I looked at other answers on StackoverFlow for this kind of question, but none of them have any sample implementation.
Given an input query in form of a string, how can I expand it using the WordNetQueryParser and SynonymMap classes?
I have already downloaded the wordnet prolog file and I know that the _s.pl file has all the synonyms.
Any sample code would be highly appreciated.
A SynonymFilter allows you to define a SynonymnMap to a simple Custom Analyzer.
You can create a custom Analyzer by just overriding Analyzer.createComponents, and pass the custom version to both the IndexWriter and the QueryParser, when writing to and searching respectively.

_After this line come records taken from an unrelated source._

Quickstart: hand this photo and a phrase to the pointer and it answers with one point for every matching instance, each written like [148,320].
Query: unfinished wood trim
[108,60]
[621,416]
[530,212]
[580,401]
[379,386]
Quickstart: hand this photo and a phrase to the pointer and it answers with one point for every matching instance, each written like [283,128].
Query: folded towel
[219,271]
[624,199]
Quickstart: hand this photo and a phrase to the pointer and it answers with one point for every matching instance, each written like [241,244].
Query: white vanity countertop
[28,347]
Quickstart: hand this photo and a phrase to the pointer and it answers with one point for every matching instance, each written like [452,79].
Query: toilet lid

One thing to consider, your case involves exploding out all possible synonyms, which will mean passing includeOrig to true in Builder.add. There are benefits either way here, might look into which will actually serve your needs best.
Lucene's Analyzer
is designed to be readily extended to define the formatting for your particular case easily. The Analyzer
API documentation linked above provides an example of overriding the createComponents method for your custom Analyzer.
Something like:
protected TokenStreamComponents createComponents(String fieldName, Reader reader) {
Tokenizer source = new ClassicTokenizer(Version.LUCENE_40, reader);
TokenStream filter = new StandardFilter(Version.LUCENE_40, source);
filter = new LowerCaseFilter(Version.LUCENE_40,filter);
filter = new SynonymFilter(filter, mySynonymMap, false);
//Whatever other filter you want to add to the chain, being mindful of order.

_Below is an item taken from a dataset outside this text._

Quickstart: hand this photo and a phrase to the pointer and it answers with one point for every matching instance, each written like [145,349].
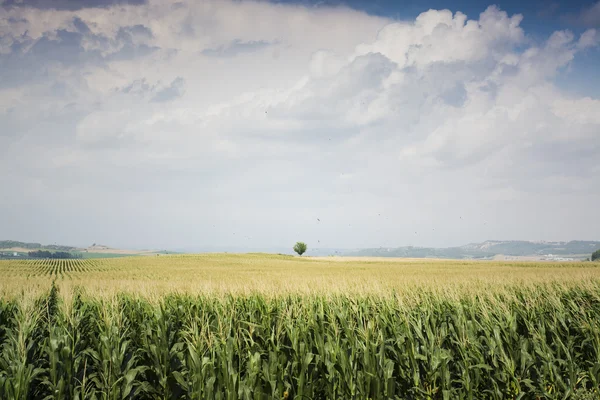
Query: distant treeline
[49,254]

return new TokenStreamComponents(source, filter);
}
And you'll need to define mySynonymMap, from the example, which is a SynonymnMap
. The SynonymMap
should generally be built by the SynonymMap.Builder
, via the add(CharsRef, CharsRef, boolean)
method linked above.
SynonymMap.Builder builder = new SynonymMap.Builder(true);
builder.add(new CharsRef("crimson"), new CharsRef("red"), true);
//Be sure the boolean last arg you pass there is the one you want. There are significant tradeoffs here.
//Add as many terms as you like here...
SynonymMap mySynonymMap = builder.build();
There is also a WordNetSynonymParser
, if you prefer that, which looks like just a SynonymMap.Builder designed to read a particular sort of specification, at a glance.